Okay... I don't know if it sounds like he was aggressive. Pinning doesn't always mean aggression. It depends on what happened. Your dog may not know how to play with other dogs properly. Their puppy might not have been ready to play with a dog twice his size. 

The other person took a huge risk in grabbing your dog by the neck and throwing him as you describe... because your dog, if he had been truly aggressive, could have bitten him. And depending on what really happened, I would have been screaming at that person in defense of my dog, particularly since they had a little puppy running loose ahead of them when there was a chance that large unleashed dogs might be around. 

Please keep your dog on leash until you have a rock solid come. There are crazy people out there.


----------



## KNorman1 (Feb 27, 2012)

*Thank you*

Oh I definitely will keep him leashed from now on, we normally do I obviously did not make the right decision this morning. I am still a little shocked. I thought no one was around at 09.00 in the morning. Thank you for your reply.


----------



## nolefan (Nov 6, 2009)

I'm so sorry you had a stressful day, at least no real damage was done. By the sound of it, your dog pinned the puppy but didn't hurt him? I'm not an expert, hopefully someone with more behavior experience will post, but I believe that's pretty normal dog behavior and if he didn't put his teeth on him, would not be considered agressive. Just putting a puppy in his place.

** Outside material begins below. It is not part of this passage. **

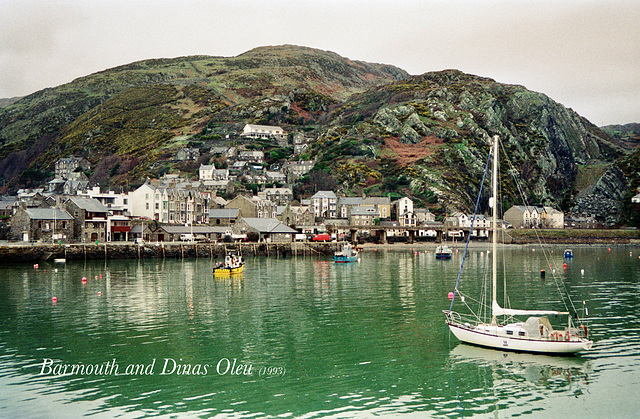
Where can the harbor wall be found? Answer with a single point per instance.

However I think it did teach a lesson about not having our dog off leash until he has a solid recall. I know it's tempting to let them off leash to run, but it is just a recipe for disaster unless the dog has really solid training. (I've never had a dog I felt comfortable doing this with to be honest, I am a worrier) Start working with it on a 30 foot line until you know he will drop anything to return to you.

Hopefully the other familly learned a valuable lesson about letting a puppy off leash, not a good idea either. They had no way of protecting that pup if your dog had really meant to do serious harm. 

Again, sorry you had a hard day...


----------